Could this be about to change? New European Union rules now seek to clear up years of internal deadlock that could, in theory, lead to widespread cultivation of GM foods. But the fight is far from over.

The EU’s great GM debate pits two powerful forces against each other: green campaigners concerned about the effect of the crops on health and the environment, and the agri-business lobby, which argues that Europe, by resisting a technology that boosts yields and rural incomes, is losing its place at the forefront of agricultural innovation.

Only five EU countries grow GM crops at all — Spain, Portugal, the Czech Republic, Romania and Slovakia — and in such tiny quantities that they accounted for less than 0.1 percent of global GM cultivation last year, according to the International Service for the Acquisition of Agri-biotech Applications, which monitors the industry.

Europe’s fragmented politics, diverse landscapes and smaller scale farming traditions have made it less compatible with the mass-farming techniques in the Americas and China.
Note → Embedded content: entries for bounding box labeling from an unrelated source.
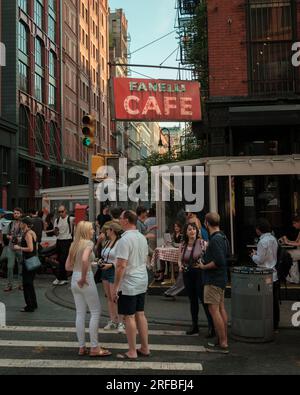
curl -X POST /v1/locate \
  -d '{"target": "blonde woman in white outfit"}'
[66,221,111,357]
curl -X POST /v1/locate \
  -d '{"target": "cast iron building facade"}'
[1,0,62,209]
[62,0,110,185]
[178,0,300,260]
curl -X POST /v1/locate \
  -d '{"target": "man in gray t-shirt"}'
[114,211,150,359]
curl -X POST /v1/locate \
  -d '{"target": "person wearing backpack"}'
[280,215,300,284]
[52,206,74,285]
[250,218,280,331]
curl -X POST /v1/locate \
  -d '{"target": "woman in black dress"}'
[14,217,38,313]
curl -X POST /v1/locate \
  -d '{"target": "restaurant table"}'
[246,244,297,250]
[151,246,179,285]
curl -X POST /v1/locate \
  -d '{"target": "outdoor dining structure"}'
[156,155,300,264]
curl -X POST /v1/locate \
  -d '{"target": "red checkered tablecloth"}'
[151,240,208,268]
[151,247,179,267]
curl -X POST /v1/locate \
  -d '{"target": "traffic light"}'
[82,114,96,148]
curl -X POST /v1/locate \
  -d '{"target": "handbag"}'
[25,255,42,272]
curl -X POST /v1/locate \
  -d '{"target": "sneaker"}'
[118,322,125,333]
[185,326,199,335]
[103,321,118,331]
[205,328,216,339]
[207,340,219,348]
[206,344,229,354]
[58,280,69,285]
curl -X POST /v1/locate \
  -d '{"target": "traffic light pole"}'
[89,150,95,222]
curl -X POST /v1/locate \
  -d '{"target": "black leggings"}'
[183,269,213,328]
[22,262,37,310]
[273,281,280,330]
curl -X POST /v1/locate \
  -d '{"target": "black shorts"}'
[118,292,146,315]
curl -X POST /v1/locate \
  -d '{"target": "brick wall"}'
[208,0,248,97]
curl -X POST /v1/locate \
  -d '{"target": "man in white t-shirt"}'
[114,211,150,359]
[52,206,74,285]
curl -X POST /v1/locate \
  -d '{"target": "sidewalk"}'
[46,276,294,328]
[0,275,294,330]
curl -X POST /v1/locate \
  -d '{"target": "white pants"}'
[71,271,101,347]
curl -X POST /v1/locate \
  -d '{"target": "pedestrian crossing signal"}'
[82,114,96,148]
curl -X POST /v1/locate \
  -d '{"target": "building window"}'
[35,38,43,67]
[18,22,28,56]
[248,0,294,95]
[19,60,28,92]
[49,122,56,158]
[48,15,56,42]
[18,0,27,14]
[34,73,43,102]
[49,51,56,78]
[34,0,43,29]
[19,106,29,148]
[18,158,30,186]
[35,114,45,154]
[48,84,56,110]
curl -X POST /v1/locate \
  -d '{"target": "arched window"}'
[35,38,43,67]
[49,51,56,78]
[18,22,28,56]
[49,122,57,158]
[35,114,45,154]
[18,0,27,14]
[19,106,29,149]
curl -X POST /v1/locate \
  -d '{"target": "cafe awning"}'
[229,104,300,126]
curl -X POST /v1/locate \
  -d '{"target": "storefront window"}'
[248,0,294,95]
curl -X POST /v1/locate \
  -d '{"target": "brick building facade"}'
[178,0,300,254]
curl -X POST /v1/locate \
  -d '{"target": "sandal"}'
[78,347,89,357]
[117,353,138,361]
[136,349,151,357]
[89,348,112,357]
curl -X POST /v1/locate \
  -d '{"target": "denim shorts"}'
[101,267,115,284]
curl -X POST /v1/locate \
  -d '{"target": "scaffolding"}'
[176,0,201,65]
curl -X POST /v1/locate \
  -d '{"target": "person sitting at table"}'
[187,213,208,241]
[250,218,280,331]
[279,215,300,284]
[172,221,182,244]
[178,223,214,337]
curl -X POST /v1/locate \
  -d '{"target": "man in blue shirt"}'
[199,213,229,354]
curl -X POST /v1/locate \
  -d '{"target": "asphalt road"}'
[0,277,300,374]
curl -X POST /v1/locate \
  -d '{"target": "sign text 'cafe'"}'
[113,78,201,121]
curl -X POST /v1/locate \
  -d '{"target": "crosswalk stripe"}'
[0,326,186,336]
[0,359,203,372]
[0,340,206,352]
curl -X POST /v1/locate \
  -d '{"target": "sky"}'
[109,0,184,126]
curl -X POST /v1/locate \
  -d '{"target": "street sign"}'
[82,114,96,148]
[113,77,202,122]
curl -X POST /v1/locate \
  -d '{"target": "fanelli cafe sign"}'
[113,77,201,122]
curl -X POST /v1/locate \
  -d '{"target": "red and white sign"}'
[113,78,201,122]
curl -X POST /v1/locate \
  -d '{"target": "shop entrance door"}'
[235,175,292,261]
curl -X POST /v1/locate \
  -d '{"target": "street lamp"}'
[158,128,171,157]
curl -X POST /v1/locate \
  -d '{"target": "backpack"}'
[275,245,293,284]
[55,215,74,239]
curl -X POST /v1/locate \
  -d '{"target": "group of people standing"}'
[0,207,41,312]
[66,211,150,360]
[173,213,230,354]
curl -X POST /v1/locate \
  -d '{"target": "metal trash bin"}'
[231,267,274,343]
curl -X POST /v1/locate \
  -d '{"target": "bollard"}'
[0,302,6,328]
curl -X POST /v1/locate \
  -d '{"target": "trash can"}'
[231,267,274,343]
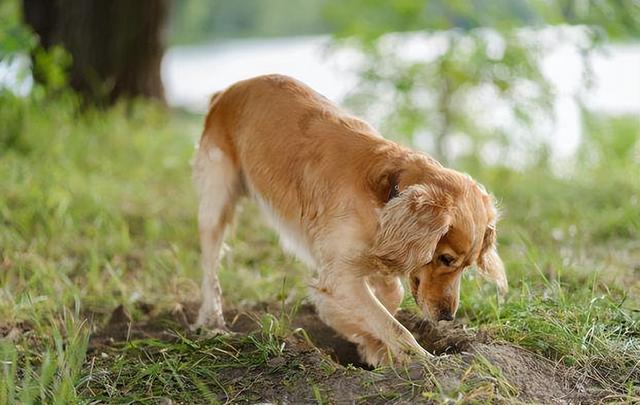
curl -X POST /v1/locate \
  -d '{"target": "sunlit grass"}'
[0,94,640,403]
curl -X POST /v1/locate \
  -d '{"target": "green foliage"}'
[326,0,640,161]
[0,0,37,62]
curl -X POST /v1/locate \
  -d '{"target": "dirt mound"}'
[90,305,602,403]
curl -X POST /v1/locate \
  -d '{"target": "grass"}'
[0,95,640,403]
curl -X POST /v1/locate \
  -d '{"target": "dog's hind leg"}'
[193,142,240,329]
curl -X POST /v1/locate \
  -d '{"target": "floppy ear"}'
[370,185,452,274]
[478,208,509,295]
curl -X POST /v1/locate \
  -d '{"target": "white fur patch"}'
[252,191,316,268]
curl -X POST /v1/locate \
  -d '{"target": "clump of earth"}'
[82,304,605,403]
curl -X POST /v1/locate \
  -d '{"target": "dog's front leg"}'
[314,270,430,366]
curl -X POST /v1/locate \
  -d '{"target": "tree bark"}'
[22,0,169,104]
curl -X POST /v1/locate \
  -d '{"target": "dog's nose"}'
[438,309,453,321]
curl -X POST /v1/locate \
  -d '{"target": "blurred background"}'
[0,0,640,403]
[0,0,640,301]
[0,0,640,169]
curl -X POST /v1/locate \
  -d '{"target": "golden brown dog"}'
[194,75,507,365]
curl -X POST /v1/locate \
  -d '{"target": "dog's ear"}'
[371,185,453,273]
[477,195,509,294]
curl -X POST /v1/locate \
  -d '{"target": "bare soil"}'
[81,305,604,404]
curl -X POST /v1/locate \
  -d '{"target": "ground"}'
[0,100,640,403]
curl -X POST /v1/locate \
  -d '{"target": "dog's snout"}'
[438,309,453,321]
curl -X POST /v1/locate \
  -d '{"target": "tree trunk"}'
[23,0,168,104]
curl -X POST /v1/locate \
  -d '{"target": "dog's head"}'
[372,169,507,320]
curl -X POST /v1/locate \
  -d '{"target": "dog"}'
[194,75,507,366]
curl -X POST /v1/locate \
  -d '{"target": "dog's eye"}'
[438,254,456,267]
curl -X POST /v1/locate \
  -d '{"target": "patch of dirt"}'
[90,304,604,403]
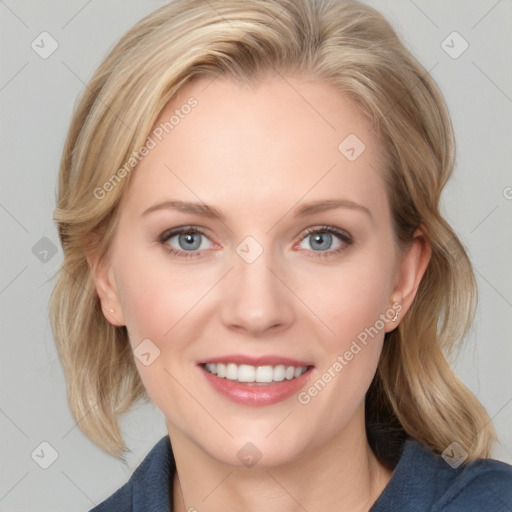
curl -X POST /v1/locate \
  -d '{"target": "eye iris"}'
[178,233,201,251]
[311,233,332,249]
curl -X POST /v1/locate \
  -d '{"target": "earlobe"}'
[87,249,125,326]
[390,228,432,330]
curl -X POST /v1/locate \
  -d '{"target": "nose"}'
[221,246,295,337]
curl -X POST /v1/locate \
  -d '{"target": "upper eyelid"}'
[158,224,353,244]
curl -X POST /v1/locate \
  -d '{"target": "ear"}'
[86,246,125,326]
[386,227,432,332]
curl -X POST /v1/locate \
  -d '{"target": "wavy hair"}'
[50,0,495,464]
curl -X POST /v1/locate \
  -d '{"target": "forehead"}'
[120,75,385,219]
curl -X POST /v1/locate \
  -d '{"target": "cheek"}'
[116,244,211,345]
[300,250,393,353]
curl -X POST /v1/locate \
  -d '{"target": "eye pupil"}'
[311,233,332,249]
[178,233,201,250]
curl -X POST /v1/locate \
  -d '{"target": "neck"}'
[168,414,392,512]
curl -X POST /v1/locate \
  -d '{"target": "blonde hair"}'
[50,0,495,462]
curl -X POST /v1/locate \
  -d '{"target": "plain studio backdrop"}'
[0,0,512,512]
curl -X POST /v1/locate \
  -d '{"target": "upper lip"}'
[198,354,313,368]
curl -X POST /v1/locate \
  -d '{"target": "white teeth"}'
[226,363,238,380]
[237,364,256,382]
[272,364,285,382]
[204,363,308,383]
[215,363,226,377]
[256,366,274,382]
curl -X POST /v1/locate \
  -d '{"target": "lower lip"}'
[199,366,312,407]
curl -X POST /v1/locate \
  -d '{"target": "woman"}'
[51,0,512,512]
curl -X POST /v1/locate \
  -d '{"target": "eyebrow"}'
[142,199,373,221]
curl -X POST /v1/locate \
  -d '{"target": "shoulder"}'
[371,439,512,512]
[436,459,512,512]
[90,435,175,512]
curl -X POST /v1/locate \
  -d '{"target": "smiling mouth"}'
[201,363,313,384]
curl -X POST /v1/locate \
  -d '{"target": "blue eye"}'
[300,226,353,257]
[158,226,353,258]
[159,228,208,258]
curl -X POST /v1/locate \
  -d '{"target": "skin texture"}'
[91,75,430,511]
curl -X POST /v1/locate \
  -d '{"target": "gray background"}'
[0,0,512,512]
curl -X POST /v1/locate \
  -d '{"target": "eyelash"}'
[157,226,354,258]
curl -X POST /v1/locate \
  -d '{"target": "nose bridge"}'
[218,236,294,334]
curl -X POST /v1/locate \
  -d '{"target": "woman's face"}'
[99,72,420,466]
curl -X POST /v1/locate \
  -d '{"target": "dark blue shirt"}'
[90,435,512,512]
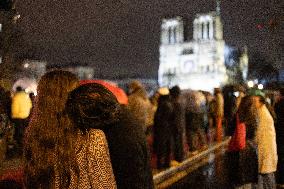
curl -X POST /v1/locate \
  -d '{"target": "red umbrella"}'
[80,80,128,104]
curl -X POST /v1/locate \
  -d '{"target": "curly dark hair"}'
[66,83,120,133]
[24,70,79,189]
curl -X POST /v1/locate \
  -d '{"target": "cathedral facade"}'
[158,9,228,91]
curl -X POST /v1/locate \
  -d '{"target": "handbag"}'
[228,114,246,152]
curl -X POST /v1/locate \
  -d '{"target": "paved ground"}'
[168,148,232,189]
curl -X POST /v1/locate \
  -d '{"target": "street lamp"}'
[257,84,263,90]
[248,81,254,88]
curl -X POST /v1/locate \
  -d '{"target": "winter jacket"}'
[11,91,32,119]
[102,106,154,189]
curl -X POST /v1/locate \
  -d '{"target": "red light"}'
[257,24,263,29]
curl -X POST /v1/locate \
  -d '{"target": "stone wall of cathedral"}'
[158,12,227,91]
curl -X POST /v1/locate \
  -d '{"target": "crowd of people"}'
[0,70,284,189]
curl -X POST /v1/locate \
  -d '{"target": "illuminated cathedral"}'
[158,2,247,91]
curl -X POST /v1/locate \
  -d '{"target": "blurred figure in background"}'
[214,88,224,142]
[66,83,154,189]
[153,88,173,169]
[128,80,155,132]
[184,91,207,154]
[0,87,11,164]
[275,88,284,188]
[11,86,32,154]
[249,89,278,189]
[170,86,185,162]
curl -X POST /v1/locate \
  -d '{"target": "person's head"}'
[214,88,222,95]
[248,89,266,108]
[66,83,120,132]
[170,85,181,98]
[16,86,24,92]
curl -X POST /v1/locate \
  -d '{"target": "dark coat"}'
[275,98,284,156]
[103,106,154,189]
[153,95,173,153]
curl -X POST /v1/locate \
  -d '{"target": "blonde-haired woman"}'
[24,70,116,189]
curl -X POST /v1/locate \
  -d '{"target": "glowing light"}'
[24,63,30,68]
[257,84,263,90]
[248,81,254,88]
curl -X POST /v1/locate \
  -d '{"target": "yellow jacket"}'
[11,91,32,119]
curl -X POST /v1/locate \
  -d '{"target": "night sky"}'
[16,0,284,78]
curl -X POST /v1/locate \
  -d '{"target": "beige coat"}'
[55,129,117,189]
[256,105,278,174]
[215,93,224,118]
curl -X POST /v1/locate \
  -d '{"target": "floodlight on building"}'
[248,81,254,88]
[257,84,263,90]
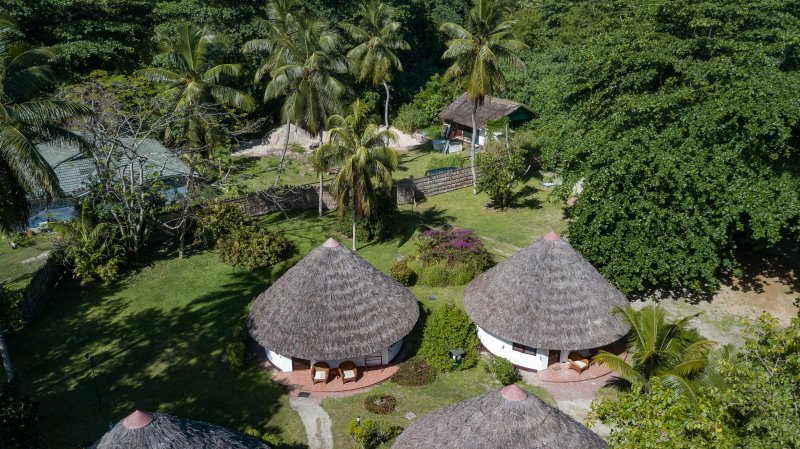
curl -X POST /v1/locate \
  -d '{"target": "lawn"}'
[10,171,564,448]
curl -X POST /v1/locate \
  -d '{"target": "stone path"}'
[289,397,333,449]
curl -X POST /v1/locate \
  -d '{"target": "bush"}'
[389,259,417,287]
[225,341,244,373]
[487,357,520,385]
[418,304,478,371]
[392,357,436,387]
[216,228,297,270]
[364,394,397,415]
Only one type of modified crop – a herbicide-resistant maize – is approved for cultivation in the EU, compared to 96 commercial licenses granted in the United States since 1990, although Europe does import more than 30 million tonnes of GM grain for animal feed each year.

“Europe has perversely condemned itself to importing crops which its farmers could grow locally and banished thousands of bright scientists to other shores for reasons that are scientifically bogus,” claims Brandon Mitchener, a Brussels spokesman for Monsanto, one of the US agribusinesses leading the push for GM crops.